Labour Relations Amendment Act
Author: Imraan Mahomed – Director and Member of the Management Board
The Labour Relations Amendment Act 8 of 2018 (the Amendment Act) came into effect on 1 January 2019. The Amendment Act aims to amend the Labour Relations Act 66 of 1995 to, inter alia, provide criteria for the Minister before the Minister is compelled to extend a collective agreement; provide for the renewal and extension of funding agreements; provide for picketing by collective agreement or by determination by the commission in terms of picketing regulations; provide for the classification of a ratified or determined minimum service; and extend the meaning of ballot to include any voting by members that is recorded in secret.
Section 32(2) has been amended to allow the Minister to extend a collective agreement to non-parties within 60 days of receiving a request to do so.
In terms of the newly inserted section 32(2A), where the registrar determines that parties are sufficiently representative within a bargaining council's registered scope, the Minister's Government Gazette Notice extending the collective agreement must be published within 90 days of the request.
Section 32(3)(b) and (c) now stipulates that a collective agreement may not be extended unless a majority of the employees fall within the scope of the agreement and are members to the trade unions that are parties to the bargaining council or members of the employers' organisations that are parties to the bargaining council.

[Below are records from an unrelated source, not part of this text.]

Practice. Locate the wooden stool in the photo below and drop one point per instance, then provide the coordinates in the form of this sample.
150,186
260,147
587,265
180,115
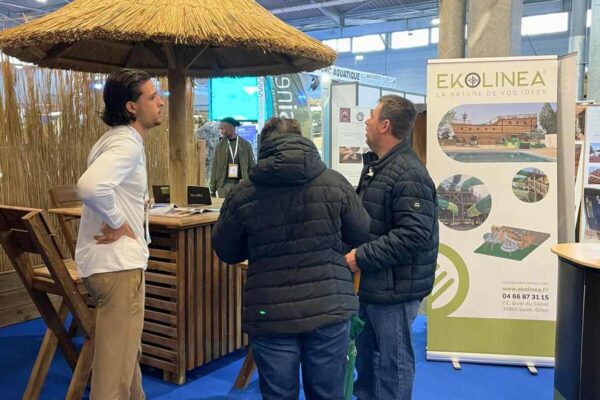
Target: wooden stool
67,196
248,366
24,234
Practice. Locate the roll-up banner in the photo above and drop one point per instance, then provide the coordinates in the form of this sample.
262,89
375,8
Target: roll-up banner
492,154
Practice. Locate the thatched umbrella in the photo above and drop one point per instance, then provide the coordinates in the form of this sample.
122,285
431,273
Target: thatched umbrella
176,38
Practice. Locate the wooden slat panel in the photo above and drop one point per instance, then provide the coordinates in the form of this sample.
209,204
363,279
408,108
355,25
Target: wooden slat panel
161,241
14,298
161,278
153,362
244,336
208,303
231,308
161,304
238,308
162,317
159,340
216,343
182,298
148,350
9,280
162,266
199,284
191,312
152,327
223,269
161,291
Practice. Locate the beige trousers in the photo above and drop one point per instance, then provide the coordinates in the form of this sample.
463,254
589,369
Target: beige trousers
116,371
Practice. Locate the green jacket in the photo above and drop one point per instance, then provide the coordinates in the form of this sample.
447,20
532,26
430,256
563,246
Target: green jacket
218,172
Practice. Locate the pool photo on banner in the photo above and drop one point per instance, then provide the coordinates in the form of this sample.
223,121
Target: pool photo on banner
530,185
504,132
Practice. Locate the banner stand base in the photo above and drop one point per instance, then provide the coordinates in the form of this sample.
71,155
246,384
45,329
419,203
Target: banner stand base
456,358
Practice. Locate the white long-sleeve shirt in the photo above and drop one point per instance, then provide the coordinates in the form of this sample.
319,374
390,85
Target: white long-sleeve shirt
113,190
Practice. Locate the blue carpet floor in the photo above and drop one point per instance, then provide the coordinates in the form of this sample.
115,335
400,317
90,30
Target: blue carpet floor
434,380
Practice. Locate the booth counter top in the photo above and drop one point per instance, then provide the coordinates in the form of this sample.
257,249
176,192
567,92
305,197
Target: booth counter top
209,217
193,299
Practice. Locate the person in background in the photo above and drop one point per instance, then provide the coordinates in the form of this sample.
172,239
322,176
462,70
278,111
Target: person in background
233,159
293,221
112,244
398,263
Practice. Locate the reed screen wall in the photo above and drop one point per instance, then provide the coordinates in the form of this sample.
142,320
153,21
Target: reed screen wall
49,121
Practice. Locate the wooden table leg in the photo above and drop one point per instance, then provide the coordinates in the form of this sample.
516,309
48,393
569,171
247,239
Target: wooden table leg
44,359
174,377
246,372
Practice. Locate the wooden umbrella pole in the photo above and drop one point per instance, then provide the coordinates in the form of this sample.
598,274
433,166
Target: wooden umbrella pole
178,137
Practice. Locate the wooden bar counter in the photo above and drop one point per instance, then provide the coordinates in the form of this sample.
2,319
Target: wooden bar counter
193,299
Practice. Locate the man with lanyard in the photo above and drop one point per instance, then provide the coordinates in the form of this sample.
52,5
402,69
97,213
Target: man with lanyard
112,247
232,161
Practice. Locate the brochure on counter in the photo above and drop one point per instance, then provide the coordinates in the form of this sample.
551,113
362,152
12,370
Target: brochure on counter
172,210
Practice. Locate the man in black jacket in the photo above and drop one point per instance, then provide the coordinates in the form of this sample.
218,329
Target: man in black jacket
293,220
398,263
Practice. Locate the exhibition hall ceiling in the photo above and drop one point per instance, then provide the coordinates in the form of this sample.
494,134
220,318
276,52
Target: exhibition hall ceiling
306,15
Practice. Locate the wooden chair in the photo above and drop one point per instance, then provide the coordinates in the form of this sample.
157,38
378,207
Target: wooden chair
67,196
24,234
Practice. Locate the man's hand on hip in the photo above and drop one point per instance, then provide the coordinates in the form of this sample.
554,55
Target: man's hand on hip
351,261
110,235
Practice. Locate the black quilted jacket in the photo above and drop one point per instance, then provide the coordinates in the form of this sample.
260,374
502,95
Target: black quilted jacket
399,262
291,221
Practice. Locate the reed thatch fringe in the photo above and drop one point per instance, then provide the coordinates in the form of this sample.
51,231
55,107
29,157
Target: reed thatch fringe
48,124
218,23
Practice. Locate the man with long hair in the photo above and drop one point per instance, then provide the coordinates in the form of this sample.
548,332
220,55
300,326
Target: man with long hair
112,245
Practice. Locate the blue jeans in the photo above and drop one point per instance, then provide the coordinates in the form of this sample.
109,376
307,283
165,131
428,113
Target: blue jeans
386,361
322,354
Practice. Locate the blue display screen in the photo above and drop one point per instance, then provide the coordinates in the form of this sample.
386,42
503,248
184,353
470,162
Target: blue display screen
234,97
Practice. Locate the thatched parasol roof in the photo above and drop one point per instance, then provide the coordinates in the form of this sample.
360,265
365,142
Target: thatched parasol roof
211,38
177,38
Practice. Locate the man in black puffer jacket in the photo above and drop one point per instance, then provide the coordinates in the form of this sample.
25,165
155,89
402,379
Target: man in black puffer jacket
293,221
398,264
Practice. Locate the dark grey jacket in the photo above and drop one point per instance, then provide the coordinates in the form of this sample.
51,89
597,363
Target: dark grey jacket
399,262
291,221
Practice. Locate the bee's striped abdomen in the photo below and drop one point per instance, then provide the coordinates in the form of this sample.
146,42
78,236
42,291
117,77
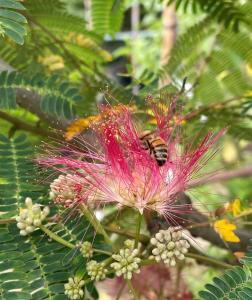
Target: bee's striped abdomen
156,147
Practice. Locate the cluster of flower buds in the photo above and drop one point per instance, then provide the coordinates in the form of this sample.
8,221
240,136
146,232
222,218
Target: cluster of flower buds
66,190
96,271
73,289
31,217
86,249
127,261
169,246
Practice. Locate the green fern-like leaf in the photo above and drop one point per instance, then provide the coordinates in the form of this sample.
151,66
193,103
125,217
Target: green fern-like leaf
12,22
233,285
107,16
57,97
34,267
16,181
225,12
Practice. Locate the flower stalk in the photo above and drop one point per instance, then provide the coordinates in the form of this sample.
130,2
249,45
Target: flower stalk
95,222
56,238
132,290
138,230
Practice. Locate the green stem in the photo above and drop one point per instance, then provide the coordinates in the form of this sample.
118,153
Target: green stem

Under the amended section 32(5)(a), a collective agreement may be extended by the Minister where the registrar determines that parties to the bargaining council are sufficiently representative within the council's registered scope.
It is now the responsibility of the registrar, and no longer the Minister, to determine whether parties to a bargaining council are sufficiently representative for purposes of extending a collective agreement (section 32(5A)).
The Amendment Act has introduced a new section 32A that deals with the renewal and extension of funding agreements.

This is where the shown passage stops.